As Geshe Kelsang says:
“The most important thing is that we are doing this for our own purpose, because faith is our spiritual life. Dharma and the normal aims of samsara should not be mixed. If we separate these there will no problems; if they are mixed then it is possible that some problems will arise because the teacher can misuse his or her higher position due to the students having so much devotion.”
This is similar to saying that religion and politics do not mix – if politics and worldly concerns are brought to bear on a relationship between a Spiritual Guide and a student, the relationship becomes a power struggle wherein the student is inevitably the loser. The teaching on Guru devotion means to develop and maintain deep faith in our Spiritual Guide and to put his or her teachings into practice. “Just this!” There is no need for further relationships, such as business or political relationships, which in fact will only give rise to problems.
(This has been shown, for example, in the situation over the last 30 years in the Tibetan exile community. The dual, conflicting role of the Dalai Lama as their spiritual leader and political leader in charge of their lives and livelihoods has led to great suffering and confusion for many practitioners in the Gelugpa tradition because he used his worldly power against them.)
Pure, effective Guru devotion has in fact always worked independent of politics. There are classic examples we can follow, as Geshe Kelsang suggests:
“We can take examples from ancient times of how, for example, the Indian Buddhist Master Naropa relied upon Tilopa and how Atisha relied upon Serlingpa, and in Tibet how Dromtonpa relied upon Atisha and Milarepa relied upon Marpa.”
However, a note of caution:
“We should follow their example, but because both the teachers and the students were very simple, there were no problems. Now in the modern world it is not simple. Due to the huge development of material activities, people have developed many different aims. So be careful, keep Dharma purely and never allow extreme views. Teachers should never use Dharma for their position, and students should never use their teachers for their position. We should follow Guru devotion only according to the development of Dharma realizations. Because the modern world has developed so much, it is very easy to follow in an extreme way. We know that other religions have this extreme; teachers say something and their students immediately follow them, and this causes suffering to so many people. It is very necessary to prevent these kinds of things.”

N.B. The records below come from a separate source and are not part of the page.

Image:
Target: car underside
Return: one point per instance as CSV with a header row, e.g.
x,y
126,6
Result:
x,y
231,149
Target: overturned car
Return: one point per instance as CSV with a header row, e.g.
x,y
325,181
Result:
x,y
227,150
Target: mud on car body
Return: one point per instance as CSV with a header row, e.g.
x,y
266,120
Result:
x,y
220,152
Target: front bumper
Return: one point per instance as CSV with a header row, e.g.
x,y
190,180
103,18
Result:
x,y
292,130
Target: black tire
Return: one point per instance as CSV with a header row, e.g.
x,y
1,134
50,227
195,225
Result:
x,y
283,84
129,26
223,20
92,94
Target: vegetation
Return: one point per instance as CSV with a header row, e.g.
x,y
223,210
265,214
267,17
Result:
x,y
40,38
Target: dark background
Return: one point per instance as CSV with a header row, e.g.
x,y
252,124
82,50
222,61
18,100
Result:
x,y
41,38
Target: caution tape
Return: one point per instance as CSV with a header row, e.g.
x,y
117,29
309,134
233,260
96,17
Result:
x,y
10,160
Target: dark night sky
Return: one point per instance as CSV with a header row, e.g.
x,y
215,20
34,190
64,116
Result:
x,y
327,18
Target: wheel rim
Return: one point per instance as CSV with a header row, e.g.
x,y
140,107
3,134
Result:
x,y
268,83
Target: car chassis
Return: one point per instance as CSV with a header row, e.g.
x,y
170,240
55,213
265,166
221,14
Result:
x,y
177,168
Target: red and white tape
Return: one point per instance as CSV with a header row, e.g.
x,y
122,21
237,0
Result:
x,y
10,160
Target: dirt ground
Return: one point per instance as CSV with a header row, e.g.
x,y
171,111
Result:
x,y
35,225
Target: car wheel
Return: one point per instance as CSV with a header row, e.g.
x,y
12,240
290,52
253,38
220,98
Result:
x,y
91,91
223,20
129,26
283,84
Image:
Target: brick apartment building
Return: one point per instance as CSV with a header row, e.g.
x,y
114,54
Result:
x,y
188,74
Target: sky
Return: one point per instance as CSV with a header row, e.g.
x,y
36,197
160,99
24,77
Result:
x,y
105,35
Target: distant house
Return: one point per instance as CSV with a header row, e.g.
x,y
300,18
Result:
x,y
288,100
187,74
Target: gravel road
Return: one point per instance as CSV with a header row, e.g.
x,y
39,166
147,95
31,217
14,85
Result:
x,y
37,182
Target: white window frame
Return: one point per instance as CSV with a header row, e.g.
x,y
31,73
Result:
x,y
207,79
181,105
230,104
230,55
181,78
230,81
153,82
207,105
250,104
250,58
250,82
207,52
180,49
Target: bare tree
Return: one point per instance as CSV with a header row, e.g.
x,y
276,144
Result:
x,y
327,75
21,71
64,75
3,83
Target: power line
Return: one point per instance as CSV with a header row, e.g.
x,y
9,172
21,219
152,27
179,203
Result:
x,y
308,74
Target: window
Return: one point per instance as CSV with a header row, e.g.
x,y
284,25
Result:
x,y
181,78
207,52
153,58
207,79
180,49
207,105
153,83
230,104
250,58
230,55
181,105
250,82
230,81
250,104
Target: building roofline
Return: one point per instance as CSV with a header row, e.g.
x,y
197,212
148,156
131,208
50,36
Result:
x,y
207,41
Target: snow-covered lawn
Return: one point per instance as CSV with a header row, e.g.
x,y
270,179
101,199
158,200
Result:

In keeping with the Kadampa Geshes’ precept “to remain natural while changing your aspiration”, and the common sense wisdom tradition of Je Tsongkhapa, today’s Buddhists need to avoid zealous types of behavior that have no place in modern, democratic cultures. Our view of our Spiritual Guide must be kept inside the heart. We must avoid fanaticism mentally, verbally and physically — for example, telling the world that our teacher is an enlightened being, using epithets such as “Avalokiteshvara” or “Manjushri” etc.
“Teachers should never show ‘I am a holy being, I am Buddha’ and so forth, and also the students should never say, ‘My Teacher is a Buddha’. This is ridiculous. Saying ‘My Teacher is Heruka’ or ‘My Teacher is Vajrayogini’ is not correct conversation! We should speak and act exactly as normal. We should respect what people in society believe. Otherwise, if we behave and react in strange ways that society does not accept, we will become isolated. They will never appreciate us. Even faithful disciples never talk like this. For example, I have many faithful students, but they never say ‘Geshe Kelsang is Heruka’ or ‘He is Buddha’ or ‘He is Lama Tsongkhapa’. They never say this. … Modern people follow the truth as they see it, so if you say ‘He is Heruka’, ‘He is Buddha Shakyamuni’, people will see contradictions and not appreciate or believe you.”
This approach also has the potential to avert the disharmony that comes from comparing and contrasting one’s spiritual leaders.